Dalam kesempatan ini, Pemda Lahat akan memberikan bantuan berupa uang kepada keluarga atau korban sebanyak 40 juta rupiah, dimana bantuan tersebut akan diberikan berupa tabungan selanjutnya akan ditransfer ke toko sehingga masyarakat menerima bahan bangunan untuk membangun kembali rumah mereka.

Kepala Dinas PRKPP Limra Naupan,ST.,MT selaku tim tekhnis menyampaikan ucapan terima kasih kepada masyarakat yang selama ini masih sabar menunggu pembangunan yang akan dilakukan oleh pemerintah.

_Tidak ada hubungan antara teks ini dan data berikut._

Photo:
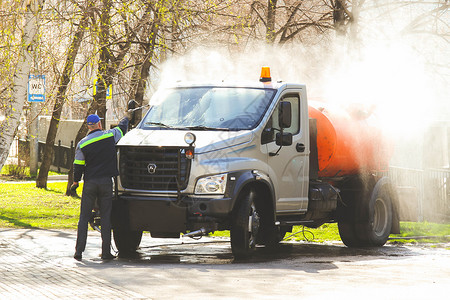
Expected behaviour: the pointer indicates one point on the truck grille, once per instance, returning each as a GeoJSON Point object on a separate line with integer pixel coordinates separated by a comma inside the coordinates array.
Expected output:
{"type": "Point", "coordinates": [153, 168]}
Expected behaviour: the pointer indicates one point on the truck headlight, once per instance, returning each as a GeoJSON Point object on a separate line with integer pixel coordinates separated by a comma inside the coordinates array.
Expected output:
{"type": "Point", "coordinates": [214, 184]}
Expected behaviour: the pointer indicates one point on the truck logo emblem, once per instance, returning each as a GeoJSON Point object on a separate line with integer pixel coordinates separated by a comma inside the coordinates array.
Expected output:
{"type": "Point", "coordinates": [151, 168]}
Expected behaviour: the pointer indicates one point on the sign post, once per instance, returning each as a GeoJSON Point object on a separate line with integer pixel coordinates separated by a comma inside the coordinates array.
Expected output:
{"type": "Point", "coordinates": [36, 93]}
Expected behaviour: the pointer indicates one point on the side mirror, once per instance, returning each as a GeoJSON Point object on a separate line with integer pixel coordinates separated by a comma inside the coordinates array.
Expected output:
{"type": "Point", "coordinates": [285, 114]}
{"type": "Point", "coordinates": [132, 105]}
{"type": "Point", "coordinates": [283, 139]}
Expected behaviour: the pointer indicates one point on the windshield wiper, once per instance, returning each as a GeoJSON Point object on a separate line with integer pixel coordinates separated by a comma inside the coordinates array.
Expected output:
{"type": "Point", "coordinates": [158, 124]}
{"type": "Point", "coordinates": [203, 127]}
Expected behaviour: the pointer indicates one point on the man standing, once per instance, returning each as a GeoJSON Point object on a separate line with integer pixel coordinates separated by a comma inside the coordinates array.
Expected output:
{"type": "Point", "coordinates": [95, 157]}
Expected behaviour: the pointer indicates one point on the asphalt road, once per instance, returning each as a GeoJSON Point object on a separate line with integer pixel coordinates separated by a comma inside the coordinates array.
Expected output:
{"type": "Point", "coordinates": [40, 262]}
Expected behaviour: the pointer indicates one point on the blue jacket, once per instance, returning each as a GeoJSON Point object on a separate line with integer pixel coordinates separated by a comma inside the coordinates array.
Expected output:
{"type": "Point", "coordinates": [96, 156]}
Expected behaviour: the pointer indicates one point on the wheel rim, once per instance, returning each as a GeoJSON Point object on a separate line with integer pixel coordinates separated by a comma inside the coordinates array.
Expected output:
{"type": "Point", "coordinates": [253, 226]}
{"type": "Point", "coordinates": [380, 219]}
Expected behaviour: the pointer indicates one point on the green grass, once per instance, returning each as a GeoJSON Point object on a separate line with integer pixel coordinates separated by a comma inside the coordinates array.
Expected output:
{"type": "Point", "coordinates": [423, 232]}
{"type": "Point", "coordinates": [22, 205]}
{"type": "Point", "coordinates": [15, 172]}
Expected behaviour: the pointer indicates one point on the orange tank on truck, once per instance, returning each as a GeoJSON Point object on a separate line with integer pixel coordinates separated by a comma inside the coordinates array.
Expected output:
{"type": "Point", "coordinates": [348, 142]}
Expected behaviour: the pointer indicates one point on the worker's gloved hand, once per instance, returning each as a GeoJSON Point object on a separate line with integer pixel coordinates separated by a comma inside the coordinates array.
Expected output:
{"type": "Point", "coordinates": [129, 114]}
{"type": "Point", "coordinates": [74, 187]}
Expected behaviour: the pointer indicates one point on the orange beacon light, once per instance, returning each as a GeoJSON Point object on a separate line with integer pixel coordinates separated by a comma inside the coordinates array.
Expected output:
{"type": "Point", "coordinates": [265, 75]}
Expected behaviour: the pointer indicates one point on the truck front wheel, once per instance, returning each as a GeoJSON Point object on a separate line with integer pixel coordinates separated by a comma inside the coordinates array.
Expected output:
{"type": "Point", "coordinates": [127, 241]}
{"type": "Point", "coordinates": [245, 225]}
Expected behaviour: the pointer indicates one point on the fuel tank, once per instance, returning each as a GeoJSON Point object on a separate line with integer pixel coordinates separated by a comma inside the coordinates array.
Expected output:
{"type": "Point", "coordinates": [348, 141]}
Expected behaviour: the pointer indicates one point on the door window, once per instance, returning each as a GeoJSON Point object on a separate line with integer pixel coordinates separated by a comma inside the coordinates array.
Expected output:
{"type": "Point", "coordinates": [272, 125]}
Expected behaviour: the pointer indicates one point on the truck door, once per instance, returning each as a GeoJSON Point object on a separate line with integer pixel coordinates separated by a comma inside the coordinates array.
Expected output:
{"type": "Point", "coordinates": [289, 169]}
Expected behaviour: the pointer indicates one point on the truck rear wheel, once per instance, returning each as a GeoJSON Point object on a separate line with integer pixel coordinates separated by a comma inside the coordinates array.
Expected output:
{"type": "Point", "coordinates": [245, 225]}
{"type": "Point", "coordinates": [367, 220]}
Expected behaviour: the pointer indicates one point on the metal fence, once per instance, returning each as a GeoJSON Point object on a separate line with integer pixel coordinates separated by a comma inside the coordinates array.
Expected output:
{"type": "Point", "coordinates": [62, 155]}
{"type": "Point", "coordinates": [424, 194]}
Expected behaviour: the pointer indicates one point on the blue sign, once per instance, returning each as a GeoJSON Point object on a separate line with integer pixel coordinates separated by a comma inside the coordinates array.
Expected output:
{"type": "Point", "coordinates": [36, 88]}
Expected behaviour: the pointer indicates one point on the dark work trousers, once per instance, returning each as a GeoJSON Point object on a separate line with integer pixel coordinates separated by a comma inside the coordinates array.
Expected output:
{"type": "Point", "coordinates": [100, 189]}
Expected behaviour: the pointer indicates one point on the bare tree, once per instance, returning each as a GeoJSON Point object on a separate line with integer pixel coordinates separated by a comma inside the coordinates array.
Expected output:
{"type": "Point", "coordinates": [74, 47]}
{"type": "Point", "coordinates": [8, 127]}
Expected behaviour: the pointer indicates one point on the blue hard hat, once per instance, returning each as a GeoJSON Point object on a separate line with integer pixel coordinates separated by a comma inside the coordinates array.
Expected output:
{"type": "Point", "coordinates": [93, 119]}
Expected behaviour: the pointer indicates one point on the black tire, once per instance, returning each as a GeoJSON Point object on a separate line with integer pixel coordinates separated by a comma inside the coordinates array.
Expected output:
{"type": "Point", "coordinates": [245, 225]}
{"type": "Point", "coordinates": [127, 241]}
{"type": "Point", "coordinates": [367, 221]}
{"type": "Point", "coordinates": [377, 228]}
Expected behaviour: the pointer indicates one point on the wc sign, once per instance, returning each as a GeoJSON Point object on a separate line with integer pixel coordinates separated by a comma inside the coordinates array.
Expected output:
{"type": "Point", "coordinates": [36, 88]}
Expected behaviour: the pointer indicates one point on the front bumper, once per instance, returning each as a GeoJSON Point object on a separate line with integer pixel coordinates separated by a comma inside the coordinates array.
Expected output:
{"type": "Point", "coordinates": [164, 215]}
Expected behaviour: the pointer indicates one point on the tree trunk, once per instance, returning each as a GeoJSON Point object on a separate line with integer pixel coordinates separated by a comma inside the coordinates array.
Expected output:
{"type": "Point", "coordinates": [142, 70]}
{"type": "Point", "coordinates": [339, 17]}
{"type": "Point", "coordinates": [8, 127]}
{"type": "Point", "coordinates": [41, 181]}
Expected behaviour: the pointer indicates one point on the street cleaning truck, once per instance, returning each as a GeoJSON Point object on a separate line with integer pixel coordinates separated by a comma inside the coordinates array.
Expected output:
{"type": "Point", "coordinates": [255, 159]}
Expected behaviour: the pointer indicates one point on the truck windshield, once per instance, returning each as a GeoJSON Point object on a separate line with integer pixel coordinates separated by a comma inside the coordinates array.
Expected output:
{"type": "Point", "coordinates": [208, 108]}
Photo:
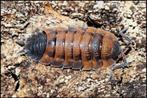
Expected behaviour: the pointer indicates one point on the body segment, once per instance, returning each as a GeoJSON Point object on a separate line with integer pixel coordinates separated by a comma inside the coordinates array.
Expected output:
{"type": "Point", "coordinates": [84, 49]}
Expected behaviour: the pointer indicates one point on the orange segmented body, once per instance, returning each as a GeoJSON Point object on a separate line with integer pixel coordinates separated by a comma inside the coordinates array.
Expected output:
{"type": "Point", "coordinates": [76, 48]}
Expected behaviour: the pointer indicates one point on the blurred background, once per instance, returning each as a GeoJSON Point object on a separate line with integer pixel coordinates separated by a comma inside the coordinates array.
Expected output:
{"type": "Point", "coordinates": [21, 77]}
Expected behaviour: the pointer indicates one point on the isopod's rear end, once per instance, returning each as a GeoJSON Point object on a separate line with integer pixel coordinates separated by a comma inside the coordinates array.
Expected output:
{"type": "Point", "coordinates": [35, 45]}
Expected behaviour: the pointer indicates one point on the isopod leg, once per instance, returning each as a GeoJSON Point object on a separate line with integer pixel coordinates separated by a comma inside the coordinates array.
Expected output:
{"type": "Point", "coordinates": [121, 33]}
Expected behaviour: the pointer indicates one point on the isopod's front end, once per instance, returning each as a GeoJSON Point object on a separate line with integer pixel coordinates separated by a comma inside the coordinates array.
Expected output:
{"type": "Point", "coordinates": [35, 46]}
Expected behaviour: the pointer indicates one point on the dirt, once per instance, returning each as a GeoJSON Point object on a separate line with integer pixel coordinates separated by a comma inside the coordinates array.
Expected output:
{"type": "Point", "coordinates": [21, 77]}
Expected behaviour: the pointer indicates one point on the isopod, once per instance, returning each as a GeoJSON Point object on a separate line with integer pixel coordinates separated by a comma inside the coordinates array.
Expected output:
{"type": "Point", "coordinates": [78, 48]}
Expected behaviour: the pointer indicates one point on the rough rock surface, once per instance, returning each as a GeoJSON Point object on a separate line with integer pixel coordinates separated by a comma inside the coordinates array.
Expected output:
{"type": "Point", "coordinates": [20, 77]}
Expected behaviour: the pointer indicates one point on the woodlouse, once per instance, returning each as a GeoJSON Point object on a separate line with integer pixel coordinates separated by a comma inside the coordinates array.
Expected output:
{"type": "Point", "coordinates": [77, 48]}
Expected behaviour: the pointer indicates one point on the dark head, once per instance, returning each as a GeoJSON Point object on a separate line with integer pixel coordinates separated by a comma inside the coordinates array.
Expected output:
{"type": "Point", "coordinates": [36, 45]}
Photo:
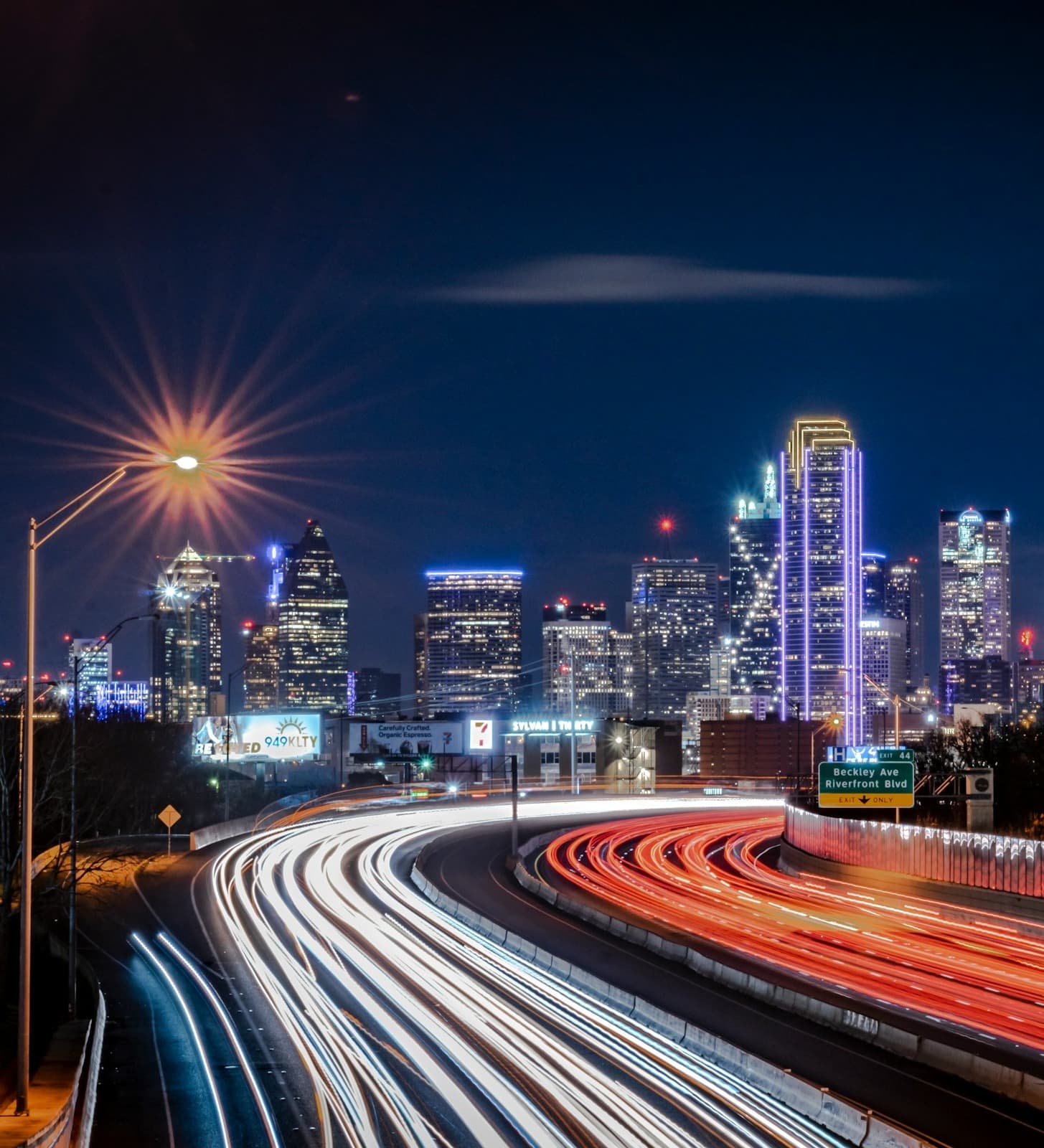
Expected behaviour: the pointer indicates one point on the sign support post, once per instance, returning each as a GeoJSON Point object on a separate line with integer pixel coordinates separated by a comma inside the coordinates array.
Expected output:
{"type": "Point", "coordinates": [170, 818]}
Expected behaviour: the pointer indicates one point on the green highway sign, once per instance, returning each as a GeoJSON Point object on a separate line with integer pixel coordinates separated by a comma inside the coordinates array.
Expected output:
{"type": "Point", "coordinates": [868, 784]}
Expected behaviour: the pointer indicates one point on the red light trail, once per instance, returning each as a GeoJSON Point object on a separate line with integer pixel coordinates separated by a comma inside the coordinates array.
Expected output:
{"type": "Point", "coordinates": [705, 878]}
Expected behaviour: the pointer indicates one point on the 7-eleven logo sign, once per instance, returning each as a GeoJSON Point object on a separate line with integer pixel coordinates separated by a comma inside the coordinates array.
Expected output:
{"type": "Point", "coordinates": [481, 734]}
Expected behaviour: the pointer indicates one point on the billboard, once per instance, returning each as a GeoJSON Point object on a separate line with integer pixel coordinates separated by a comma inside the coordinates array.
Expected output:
{"type": "Point", "coordinates": [405, 738]}
{"type": "Point", "coordinates": [480, 735]}
{"type": "Point", "coordinates": [273, 738]}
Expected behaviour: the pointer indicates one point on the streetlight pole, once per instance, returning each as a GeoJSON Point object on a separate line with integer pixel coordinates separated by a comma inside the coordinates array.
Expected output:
{"type": "Point", "coordinates": [61, 517]}
{"type": "Point", "coordinates": [77, 660]}
{"type": "Point", "coordinates": [232, 673]}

“Kami ucapkan terima kasih kepada semua masyarakat kelurahan pasar bawah yang menjadi korban kebakaran kemarin, pemerintah akan memberikan bantuan berupa uang sebesar 40 juta dan semen sebanyak 50 sack,” bener nya.

Ditengah-tengah masyarakat kelurahan Pasar Bawah, Bupati Lahat Cik Ujang,SH menyampaikan dirinya mengajak SKPD terkait untuk bermusyawarah kembali kepada masyarakat agar pembangunan yang akan dilakukan benar-benar disetujui oleh masyarakat sehingga tidak menimbulkan konflik dikemudian hari.

“Setelah beberapa kali dilakukan musyawarah maka diputuskan untuk pembangunan dilakukan oleh masyarakat sendiri dengan rincian bantuan dana sebesar 40 juta dan semen 40 sack, pembangunan inipun dibawah pengawasan pihak Dinas PRKPP” jelas Cik Ujang.

Disampaikannya juga bahwa, uang tersebut tidak berbentuk tunai, melainkan langsung ditransfer ke bahan bangunan sehingga masyarakat menerima bahan. “Jadi masyarakat menerima bahan dan uang untuk membayar upah tukang,” bebernya.

Dirinya juga berharap, pada pelaksanaan nya nanti, jangan sampai patok yang telah dipasang untuk jalan, jangan digeser atau dipindahkan.

mendengar pernyataan dari pemerintah bahwa pembangunan akan dilakukan oleh warga sendiri, mendapat kritik dan saran warga.

Disini terjadi perbedaan pendapat antara pemerintah dan warga, dimana Pemerintah memberikan bantuan untuk pembangunan rumah, sedangkan warga meminta kepada pemerintah agar membangun atau merekonstruksi kembali rumah mereka dan nantinya mereka terima kunci, bukan membangun sendiri.

Mendapat kritik dan saran tersebut, Cik Ujang memberikan pernyataan bahwa pemerintah akan siap membangun rumah mereka yang hangus terbakar, dengan catatan rumah dibangun tipe 36, dan apabila ada tanah yang tergeser untuk pelebaran jalan sang pemilik tidak marah.

“Jika itu permintaan kalian, maka kami siap, namun jangan ada upat setelah pembangunan selesai, seperti ada tanah terpakai untuk jalan dan sebagainya, sutuju tidak.?” tanya Cik Ujang.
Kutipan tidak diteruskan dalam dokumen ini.